I did not pass a quiet night. I had resolved to propose next day to my beautiful neighbour, and my resolution rather agitated me. A man may do in a moment of impulse what he would fear to attempt in cold blood. I was rather sorry I had not proposed that afternoon. I had been surrounded by conditions highly favourable to a declaration. It would have been over now, and I should have been able to sleep the sleep of the accepted.
I had told her I would call in the morning. At another time she might have asked me in her odd sweet way "Why?" but her silence was auspicious. She had lowered her beautiful eyes, and the conscious curve of her mouth gave me reason to believe she had guessed my mission.

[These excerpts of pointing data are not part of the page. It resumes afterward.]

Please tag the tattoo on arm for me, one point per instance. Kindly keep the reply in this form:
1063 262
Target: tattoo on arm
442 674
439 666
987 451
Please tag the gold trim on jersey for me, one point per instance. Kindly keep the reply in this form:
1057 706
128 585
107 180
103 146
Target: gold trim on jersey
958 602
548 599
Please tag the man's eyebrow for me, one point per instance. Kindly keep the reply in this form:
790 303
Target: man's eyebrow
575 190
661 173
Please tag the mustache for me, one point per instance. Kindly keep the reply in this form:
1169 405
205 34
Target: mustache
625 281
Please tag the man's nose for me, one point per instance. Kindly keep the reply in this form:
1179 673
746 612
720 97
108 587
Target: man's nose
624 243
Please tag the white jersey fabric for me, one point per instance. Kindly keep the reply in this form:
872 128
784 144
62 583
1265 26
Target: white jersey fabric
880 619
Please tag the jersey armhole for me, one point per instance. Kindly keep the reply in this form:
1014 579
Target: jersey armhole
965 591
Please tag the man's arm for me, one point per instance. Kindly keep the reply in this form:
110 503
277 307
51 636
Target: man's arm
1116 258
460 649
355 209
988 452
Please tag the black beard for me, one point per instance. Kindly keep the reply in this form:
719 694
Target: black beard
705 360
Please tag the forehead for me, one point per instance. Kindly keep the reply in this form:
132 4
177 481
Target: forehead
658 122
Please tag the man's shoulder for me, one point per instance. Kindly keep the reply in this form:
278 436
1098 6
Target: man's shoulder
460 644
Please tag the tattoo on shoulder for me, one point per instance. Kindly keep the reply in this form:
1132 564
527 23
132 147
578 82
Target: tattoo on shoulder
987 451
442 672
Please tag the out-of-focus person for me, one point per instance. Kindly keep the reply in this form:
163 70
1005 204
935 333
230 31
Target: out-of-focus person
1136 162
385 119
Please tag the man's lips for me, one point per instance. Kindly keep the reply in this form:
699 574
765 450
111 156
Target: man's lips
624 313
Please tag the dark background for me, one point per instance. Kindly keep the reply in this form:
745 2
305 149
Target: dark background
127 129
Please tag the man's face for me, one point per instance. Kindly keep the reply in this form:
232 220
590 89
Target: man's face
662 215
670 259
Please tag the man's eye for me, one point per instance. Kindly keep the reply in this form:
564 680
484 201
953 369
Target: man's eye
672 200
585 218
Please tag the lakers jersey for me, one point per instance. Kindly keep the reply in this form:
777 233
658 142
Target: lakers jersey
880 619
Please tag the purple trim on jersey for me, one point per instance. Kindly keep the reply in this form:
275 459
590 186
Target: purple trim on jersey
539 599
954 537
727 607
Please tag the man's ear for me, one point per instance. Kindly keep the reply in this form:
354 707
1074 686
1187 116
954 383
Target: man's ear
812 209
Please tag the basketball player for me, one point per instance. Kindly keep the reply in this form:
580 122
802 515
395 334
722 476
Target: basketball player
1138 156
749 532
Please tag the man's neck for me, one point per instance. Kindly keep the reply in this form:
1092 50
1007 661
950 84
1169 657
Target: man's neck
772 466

So at about eleven o'clock, when the sun stood high and the land lay hot and still beneath its fiery gaze, I took my hat and stepped over to Elmore Cottage. There was no need of ceremony now to gain admittance. The girl knew I was a privileged visitor and admitted me with a smile.
I entered the little drawing-room. It was empty. The blinds were half drawn, and the window stood wide open. Signs of her recent presence were visible in the garden hat upon the sofa, in some drawing materials on the table, above all, in the soft peculiar perfume which I associated with her. She was such a strange woman that I thought she might have hidden on hearing my knock; and I looked behind the sofa, and the door, and in the corner protected by the piano, for her. Then I drew to the table to see what she was drawing. It was a man's head, unfinished though complete enough to offer a good likeness. The hair was dark, the nose straight, the mouth firm, the eye sufficiently large. The slight line of whisker was not shaded. This sketch dissipated all my nervousness. I looked up with a smile, and met her eyes peering at me from the door.
"If I had known it was you I should have hid that," said she, coming forward in a somewhat defiant manner, but with a delicate pink on her cheek.
"Did you not want me to see it?"
"No."
"Why? It is charmingly done—the very image of me."